HC Deb 14 March 1895 vol 31 cc1036-7
MR. W. JACKS (Stirlingshire)

I beg to ask the President of the Board of Agriculture whether he has received a petition signed by many farmers and graziers in Stirlingshire and other parts of the United Kingdom, requesting the Board to issue a set of Rules for the guidance of market authorities and auctioneers, indicating the sort of weighing apparatus which will be considered sufficient and suitable under Section 2 of the Weighing of Cattle Act, 1891, and also making certain suggestions as to requirements which should be insisted on in such Rules regarding size and decription of apparatus and the necessity of its being stamped in accordance with the Board of Trade Regulations; and whether the Board of Agriculture is prepared to adopt any of the suggestions so made?


I have received the petition to which my hon. Friend refers, and it has received my careful consideration. I do not think it would be desirable or practicable to issue a set of hard and fast rules, which would be applicable to all the various circumstances under which weighing machines are erected; but I have prepared a general memorandum on the subject, for the guidance of those by whom weighing accommodation has to be provided, which will, I think, be of service. It will be ready in the course of a few days, and I shall be glad to supply a copy to my hon. Friend.

MR. A. BIRRELL (Fife, W.)

I beg to ask the President of the Board of Agriculture—(1)whether he is aware that many auctioneers have erected at their markets cattle weighbridges fitted with automatic indicating dials, the smallest, division of which represents 28 lbs., or one quarter of a hundredweight; (2) whether he is aware that, in many cases, no one is in charge of these machines during the holding of the sale to adjust the balance when this is from time to time required, owing to the accumlation of droppings &c., which sometimes weigh as much as 70 lbs.; and (3) whether the Board of Agriculture consider that auctioneers in these circumstances properly comply with the provisions of the Weighing of Cattle Acts, 1887 and 1891?

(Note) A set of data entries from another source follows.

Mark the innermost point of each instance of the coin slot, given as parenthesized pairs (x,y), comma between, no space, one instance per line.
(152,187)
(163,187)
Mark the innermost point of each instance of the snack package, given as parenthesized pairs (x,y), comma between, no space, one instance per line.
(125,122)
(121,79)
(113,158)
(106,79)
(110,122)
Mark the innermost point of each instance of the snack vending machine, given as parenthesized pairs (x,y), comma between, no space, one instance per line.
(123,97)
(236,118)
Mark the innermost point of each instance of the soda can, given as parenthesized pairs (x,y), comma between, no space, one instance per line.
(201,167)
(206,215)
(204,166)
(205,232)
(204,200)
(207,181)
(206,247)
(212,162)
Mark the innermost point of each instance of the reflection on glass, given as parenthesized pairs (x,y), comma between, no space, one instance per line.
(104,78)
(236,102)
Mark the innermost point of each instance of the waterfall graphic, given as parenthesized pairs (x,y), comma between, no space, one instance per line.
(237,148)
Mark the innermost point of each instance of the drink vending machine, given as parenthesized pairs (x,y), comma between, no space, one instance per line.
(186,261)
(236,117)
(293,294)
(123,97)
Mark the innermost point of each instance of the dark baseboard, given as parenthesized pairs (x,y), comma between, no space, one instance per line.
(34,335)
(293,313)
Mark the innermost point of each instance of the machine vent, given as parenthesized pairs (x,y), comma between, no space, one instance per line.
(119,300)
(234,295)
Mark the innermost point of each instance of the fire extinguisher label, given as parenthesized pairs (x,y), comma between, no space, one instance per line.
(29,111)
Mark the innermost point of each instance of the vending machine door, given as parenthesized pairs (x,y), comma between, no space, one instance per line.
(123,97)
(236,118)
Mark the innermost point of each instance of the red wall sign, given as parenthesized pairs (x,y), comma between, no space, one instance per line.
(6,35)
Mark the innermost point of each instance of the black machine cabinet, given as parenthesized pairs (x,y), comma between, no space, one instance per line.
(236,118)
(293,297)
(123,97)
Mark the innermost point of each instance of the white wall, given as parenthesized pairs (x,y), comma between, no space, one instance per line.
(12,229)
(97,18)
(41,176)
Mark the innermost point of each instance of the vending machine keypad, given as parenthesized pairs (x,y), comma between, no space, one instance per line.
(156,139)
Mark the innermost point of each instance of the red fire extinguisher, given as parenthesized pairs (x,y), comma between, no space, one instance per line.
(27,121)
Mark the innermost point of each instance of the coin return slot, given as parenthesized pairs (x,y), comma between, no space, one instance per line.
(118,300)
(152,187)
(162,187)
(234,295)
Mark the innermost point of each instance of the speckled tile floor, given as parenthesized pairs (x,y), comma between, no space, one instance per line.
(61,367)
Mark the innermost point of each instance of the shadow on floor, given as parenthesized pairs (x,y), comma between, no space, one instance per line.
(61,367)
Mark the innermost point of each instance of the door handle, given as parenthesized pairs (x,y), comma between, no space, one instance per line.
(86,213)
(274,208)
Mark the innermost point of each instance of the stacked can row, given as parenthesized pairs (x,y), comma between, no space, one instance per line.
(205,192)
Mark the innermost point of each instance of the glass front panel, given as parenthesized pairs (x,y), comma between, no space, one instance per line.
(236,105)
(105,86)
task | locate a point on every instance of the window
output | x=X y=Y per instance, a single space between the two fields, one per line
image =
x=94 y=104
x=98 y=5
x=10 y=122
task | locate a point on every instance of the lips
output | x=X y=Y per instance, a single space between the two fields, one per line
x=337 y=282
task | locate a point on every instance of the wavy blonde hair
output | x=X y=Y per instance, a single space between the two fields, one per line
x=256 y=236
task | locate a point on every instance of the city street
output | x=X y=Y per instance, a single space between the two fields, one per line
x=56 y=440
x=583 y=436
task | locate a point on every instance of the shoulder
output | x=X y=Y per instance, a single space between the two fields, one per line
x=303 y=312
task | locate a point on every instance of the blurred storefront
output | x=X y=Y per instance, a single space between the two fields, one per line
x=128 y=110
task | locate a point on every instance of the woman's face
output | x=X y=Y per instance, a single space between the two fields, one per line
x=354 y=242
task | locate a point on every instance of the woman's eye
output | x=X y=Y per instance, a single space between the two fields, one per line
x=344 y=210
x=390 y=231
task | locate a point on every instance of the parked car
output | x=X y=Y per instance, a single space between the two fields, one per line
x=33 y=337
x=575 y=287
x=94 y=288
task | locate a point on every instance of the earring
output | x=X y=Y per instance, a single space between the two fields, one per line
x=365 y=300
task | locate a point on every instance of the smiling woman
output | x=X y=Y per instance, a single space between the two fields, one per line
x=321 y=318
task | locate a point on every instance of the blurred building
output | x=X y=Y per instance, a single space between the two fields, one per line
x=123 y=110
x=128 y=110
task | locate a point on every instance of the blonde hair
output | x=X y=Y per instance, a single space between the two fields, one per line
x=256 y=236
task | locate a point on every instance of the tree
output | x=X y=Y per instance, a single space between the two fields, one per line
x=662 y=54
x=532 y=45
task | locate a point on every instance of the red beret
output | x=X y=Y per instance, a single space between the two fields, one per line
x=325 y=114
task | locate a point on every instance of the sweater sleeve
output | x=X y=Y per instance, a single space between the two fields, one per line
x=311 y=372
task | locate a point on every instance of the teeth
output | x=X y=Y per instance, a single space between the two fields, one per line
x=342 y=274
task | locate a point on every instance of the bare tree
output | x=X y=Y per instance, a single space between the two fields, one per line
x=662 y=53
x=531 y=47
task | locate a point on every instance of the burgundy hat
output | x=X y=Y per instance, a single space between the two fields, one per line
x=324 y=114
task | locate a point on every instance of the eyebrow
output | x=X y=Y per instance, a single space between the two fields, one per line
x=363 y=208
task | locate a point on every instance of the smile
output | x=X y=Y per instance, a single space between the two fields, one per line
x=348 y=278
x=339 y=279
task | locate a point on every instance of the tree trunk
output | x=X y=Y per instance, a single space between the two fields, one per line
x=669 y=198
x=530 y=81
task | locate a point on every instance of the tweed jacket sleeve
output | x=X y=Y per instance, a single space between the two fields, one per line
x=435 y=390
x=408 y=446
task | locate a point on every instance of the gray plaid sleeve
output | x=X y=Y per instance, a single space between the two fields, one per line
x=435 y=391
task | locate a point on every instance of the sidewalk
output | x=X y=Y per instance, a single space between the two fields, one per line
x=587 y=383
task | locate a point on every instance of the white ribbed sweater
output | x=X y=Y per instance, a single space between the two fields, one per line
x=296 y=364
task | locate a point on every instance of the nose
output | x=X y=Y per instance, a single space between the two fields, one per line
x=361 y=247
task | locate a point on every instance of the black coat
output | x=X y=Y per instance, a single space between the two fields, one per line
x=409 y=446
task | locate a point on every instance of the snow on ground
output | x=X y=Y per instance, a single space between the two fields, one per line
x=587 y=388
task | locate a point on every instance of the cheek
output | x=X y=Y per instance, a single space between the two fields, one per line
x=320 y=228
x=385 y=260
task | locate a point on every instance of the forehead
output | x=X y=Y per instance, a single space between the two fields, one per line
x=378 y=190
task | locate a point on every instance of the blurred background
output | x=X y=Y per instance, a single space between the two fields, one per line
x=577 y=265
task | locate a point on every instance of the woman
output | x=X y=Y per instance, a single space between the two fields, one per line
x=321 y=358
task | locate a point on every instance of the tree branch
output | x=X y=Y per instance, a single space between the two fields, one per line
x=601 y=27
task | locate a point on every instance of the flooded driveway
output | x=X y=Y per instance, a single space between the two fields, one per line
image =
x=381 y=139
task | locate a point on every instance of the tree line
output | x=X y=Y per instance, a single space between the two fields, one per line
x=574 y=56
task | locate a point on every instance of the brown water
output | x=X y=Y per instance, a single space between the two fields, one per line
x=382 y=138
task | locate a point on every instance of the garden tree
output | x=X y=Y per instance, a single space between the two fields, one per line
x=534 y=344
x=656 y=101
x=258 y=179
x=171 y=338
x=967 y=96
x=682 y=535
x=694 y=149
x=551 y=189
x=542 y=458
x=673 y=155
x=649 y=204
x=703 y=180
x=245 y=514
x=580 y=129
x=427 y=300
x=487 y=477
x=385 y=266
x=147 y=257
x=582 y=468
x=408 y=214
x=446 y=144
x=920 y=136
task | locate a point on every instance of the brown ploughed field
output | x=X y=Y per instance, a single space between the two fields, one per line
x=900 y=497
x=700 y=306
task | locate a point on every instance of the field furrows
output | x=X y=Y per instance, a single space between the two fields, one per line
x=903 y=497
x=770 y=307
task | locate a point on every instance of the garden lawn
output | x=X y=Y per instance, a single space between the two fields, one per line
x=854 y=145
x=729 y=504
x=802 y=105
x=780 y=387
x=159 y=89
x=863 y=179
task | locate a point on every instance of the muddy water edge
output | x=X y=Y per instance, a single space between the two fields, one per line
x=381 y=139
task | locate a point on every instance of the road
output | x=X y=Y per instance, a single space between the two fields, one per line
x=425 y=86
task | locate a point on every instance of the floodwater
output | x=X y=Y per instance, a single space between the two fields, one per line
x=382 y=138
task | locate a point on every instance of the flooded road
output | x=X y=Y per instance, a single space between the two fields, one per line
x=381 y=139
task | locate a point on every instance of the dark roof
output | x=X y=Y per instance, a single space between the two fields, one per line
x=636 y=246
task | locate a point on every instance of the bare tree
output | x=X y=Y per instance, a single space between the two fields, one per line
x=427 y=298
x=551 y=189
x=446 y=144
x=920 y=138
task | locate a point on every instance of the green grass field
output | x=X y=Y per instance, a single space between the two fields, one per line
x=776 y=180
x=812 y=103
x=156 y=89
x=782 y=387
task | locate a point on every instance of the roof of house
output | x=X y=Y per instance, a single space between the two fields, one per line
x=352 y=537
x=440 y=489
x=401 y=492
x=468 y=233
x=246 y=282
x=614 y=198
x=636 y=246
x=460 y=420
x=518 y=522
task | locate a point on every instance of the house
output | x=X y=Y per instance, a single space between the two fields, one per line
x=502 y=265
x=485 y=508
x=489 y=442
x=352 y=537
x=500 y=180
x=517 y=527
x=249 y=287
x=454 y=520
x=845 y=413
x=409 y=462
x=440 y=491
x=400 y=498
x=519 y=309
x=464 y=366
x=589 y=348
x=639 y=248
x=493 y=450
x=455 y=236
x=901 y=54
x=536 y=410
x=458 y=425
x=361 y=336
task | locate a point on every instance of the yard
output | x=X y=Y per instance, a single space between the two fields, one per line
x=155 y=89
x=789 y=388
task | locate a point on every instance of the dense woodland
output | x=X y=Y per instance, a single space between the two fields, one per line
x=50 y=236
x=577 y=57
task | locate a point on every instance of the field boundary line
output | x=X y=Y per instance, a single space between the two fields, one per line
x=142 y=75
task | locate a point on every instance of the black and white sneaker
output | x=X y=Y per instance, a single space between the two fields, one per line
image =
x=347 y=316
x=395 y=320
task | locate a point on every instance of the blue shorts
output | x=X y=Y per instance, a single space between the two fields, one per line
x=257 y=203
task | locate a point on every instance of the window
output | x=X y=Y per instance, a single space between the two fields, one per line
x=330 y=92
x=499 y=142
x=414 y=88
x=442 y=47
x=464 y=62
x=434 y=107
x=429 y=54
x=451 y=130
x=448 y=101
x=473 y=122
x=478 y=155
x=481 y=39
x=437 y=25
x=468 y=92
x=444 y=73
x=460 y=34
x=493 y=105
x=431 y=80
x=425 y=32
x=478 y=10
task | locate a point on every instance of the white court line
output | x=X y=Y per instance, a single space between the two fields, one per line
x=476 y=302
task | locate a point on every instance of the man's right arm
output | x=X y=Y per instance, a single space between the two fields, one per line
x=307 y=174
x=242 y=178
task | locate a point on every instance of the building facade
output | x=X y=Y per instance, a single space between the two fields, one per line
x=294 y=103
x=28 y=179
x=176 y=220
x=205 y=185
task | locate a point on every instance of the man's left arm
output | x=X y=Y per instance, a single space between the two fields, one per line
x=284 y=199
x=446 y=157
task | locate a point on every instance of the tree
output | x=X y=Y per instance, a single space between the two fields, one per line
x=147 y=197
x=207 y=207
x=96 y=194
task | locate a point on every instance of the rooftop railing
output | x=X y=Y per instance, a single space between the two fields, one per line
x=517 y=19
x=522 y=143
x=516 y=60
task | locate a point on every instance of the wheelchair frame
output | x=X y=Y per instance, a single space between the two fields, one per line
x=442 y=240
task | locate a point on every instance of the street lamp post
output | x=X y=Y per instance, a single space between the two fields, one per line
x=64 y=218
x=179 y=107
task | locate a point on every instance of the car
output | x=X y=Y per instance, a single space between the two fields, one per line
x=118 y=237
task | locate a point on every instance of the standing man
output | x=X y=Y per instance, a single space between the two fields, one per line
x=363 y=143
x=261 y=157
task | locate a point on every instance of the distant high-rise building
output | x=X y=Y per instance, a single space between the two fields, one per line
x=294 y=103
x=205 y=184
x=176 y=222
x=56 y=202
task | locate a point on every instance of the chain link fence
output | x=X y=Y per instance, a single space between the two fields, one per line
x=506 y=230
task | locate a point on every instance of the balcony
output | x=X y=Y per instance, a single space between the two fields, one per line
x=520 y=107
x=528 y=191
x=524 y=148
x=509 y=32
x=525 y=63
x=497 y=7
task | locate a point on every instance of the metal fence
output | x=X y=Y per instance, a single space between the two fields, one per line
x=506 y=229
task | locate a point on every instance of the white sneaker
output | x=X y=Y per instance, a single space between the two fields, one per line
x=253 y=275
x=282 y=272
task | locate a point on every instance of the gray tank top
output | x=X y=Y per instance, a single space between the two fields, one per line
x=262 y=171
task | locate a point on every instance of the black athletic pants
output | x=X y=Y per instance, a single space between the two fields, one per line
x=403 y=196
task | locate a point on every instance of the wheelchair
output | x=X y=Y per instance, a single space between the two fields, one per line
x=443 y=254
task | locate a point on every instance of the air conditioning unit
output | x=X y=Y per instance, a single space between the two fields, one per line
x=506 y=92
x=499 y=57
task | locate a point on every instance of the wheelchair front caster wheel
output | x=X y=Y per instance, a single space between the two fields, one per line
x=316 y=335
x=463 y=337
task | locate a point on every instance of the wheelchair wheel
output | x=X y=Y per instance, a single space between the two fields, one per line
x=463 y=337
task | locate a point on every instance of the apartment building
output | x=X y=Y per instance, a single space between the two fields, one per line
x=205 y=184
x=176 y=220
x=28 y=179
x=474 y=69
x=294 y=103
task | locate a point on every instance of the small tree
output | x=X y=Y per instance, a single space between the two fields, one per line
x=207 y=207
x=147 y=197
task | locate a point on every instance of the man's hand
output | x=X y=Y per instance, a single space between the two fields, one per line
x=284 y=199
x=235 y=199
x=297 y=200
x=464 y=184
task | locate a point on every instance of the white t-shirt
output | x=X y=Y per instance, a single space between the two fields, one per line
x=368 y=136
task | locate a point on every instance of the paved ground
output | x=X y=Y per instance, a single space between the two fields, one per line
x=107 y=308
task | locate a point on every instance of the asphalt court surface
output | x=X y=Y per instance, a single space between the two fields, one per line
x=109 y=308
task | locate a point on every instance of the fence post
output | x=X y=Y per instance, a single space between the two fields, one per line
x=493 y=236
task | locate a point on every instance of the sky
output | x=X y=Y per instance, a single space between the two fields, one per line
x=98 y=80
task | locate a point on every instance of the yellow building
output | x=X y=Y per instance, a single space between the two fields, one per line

It is, the case that in some instances weighbridges have been erected with dials such as those to which my hon. Friend refers. Opinion on the subject of such machines is very divided, and I cannot say generally that they fail to comply with the requirements of the Acts. I should, however, be very willing to make inquiry as to the machines provided in particular instances, and to ascertain, and as far as possible give effect to, the wishes of the farmers and others by whom they are used. With reference to the second paragraph of the question, I would say that both market authorities and auctioneers are required by law to appoint proper persons to have charge of the machines, and if they fail to do so, an offence is committed which might be made the subject of legal proceedings.